Alouette, Alouette, Aaaah...

Alouette, gentille Alouette,

Alouette, je te plumerai.

Et le nez... et le dos... et les jambes...

Et les pieds... et les pattes... et le cou.

Il arriva bien vite et elle se retourna vers lui. Ses yeux luisaient d'une couleur violette éclatante et malveillante. Elle se mit en position de combat. Elle sentait la potion dans ses veines qui empêchait ses pouvoirs de se manifester. Il marcha vers elle avec de nouveau ce rire terrifiant.

-Pouvez-vous arrêter avec ce rire ? Il agace beaucoup Juvia ! lui cria-t-elle enfin.

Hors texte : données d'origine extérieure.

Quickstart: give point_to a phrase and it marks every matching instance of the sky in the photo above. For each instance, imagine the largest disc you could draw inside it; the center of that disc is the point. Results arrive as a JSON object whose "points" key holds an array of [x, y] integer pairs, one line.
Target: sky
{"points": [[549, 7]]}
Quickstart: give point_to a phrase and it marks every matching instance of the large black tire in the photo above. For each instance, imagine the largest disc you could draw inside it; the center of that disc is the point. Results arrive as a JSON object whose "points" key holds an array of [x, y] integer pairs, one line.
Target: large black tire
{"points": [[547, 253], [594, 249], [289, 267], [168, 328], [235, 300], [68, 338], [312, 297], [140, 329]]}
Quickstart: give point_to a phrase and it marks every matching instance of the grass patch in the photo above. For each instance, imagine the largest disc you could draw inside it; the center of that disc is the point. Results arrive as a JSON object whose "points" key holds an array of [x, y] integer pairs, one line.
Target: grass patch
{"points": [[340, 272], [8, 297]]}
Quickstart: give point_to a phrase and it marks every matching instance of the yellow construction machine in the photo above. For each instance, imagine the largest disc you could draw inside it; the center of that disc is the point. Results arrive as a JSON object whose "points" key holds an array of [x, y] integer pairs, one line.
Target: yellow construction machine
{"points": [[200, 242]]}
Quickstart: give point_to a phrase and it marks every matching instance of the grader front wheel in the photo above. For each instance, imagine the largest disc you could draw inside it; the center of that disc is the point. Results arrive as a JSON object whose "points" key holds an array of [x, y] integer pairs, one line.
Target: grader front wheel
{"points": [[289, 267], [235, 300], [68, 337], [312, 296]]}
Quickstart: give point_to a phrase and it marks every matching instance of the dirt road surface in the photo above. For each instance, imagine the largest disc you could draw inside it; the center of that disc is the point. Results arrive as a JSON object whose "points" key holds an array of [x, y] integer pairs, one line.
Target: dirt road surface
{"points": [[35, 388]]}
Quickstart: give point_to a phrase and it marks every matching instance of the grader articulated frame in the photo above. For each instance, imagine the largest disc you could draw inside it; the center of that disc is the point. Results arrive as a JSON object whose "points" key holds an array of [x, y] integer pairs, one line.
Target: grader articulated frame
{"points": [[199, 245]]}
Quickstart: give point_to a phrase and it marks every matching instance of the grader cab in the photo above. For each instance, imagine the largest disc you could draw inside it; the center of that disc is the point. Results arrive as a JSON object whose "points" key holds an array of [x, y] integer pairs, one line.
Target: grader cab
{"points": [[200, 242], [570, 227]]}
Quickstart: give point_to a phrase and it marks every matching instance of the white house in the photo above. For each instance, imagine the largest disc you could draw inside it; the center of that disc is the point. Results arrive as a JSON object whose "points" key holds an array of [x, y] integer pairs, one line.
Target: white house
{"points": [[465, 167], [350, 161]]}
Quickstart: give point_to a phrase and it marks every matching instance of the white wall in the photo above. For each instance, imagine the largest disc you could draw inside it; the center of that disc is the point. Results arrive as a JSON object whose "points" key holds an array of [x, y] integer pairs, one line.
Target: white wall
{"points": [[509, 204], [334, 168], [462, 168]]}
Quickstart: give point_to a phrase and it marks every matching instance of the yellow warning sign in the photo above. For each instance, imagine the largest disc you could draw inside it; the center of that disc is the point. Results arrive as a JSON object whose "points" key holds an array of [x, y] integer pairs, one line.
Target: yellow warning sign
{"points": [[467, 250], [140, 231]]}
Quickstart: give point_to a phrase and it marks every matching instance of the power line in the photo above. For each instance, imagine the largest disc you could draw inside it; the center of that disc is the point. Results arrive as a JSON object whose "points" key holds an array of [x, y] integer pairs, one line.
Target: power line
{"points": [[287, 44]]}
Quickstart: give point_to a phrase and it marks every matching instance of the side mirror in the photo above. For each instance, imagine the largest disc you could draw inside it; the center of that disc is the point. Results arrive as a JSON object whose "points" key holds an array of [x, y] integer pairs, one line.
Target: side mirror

Il se tut enfin à son grand plaisir mais à la place il leva son bras qui était entouré d'une aura violette comme un miasme. Elle se répandit sur le sol et rampa vers Juvia. Celle-ci ne tenta pas d'en échapper, parce qu'elle savait que c'était impossible. Elle attendait juste le bon moment. Elle contracta ses muscles et prit de grandes bouffées d'air, son sang pulsait dans son corps. Le miasme l'emprisonna et son ravisseur approcha. Il marmonnait en riant nerveusement : « mon expérience... mon expérience... » Lorsqu'il fut assez proche d'elle, elle n'hésita pas et lui cracha au visage. Il cria et s'essuya de sa manche de costume chic. Il lui lança un regard haineux et la gifla. C'est tout ce qu'elle attendait. Son cœur qui battait déjà vite redoubla d'intensité sous le coup, le poison se diluait : elle allait mourir. Elle transforma ses membres en eau et s'extirpa sans difficulté du miasme en se plantant devant son ennemi stupéfait. Elle reprit consistance et lui serra la gorge de ses mains. De son côté il sorti un scalpel de l'intérieur de sa veste en lui plantant profondément dans le ventre. Il prit une teinte violacé de plus en plus sombre et ils s'affrontèrent une dernière fois du regard avant de tomber tous les deux sur le sol boisé, l'un avec un grognement rauque et l'autre avec un cri de douleur.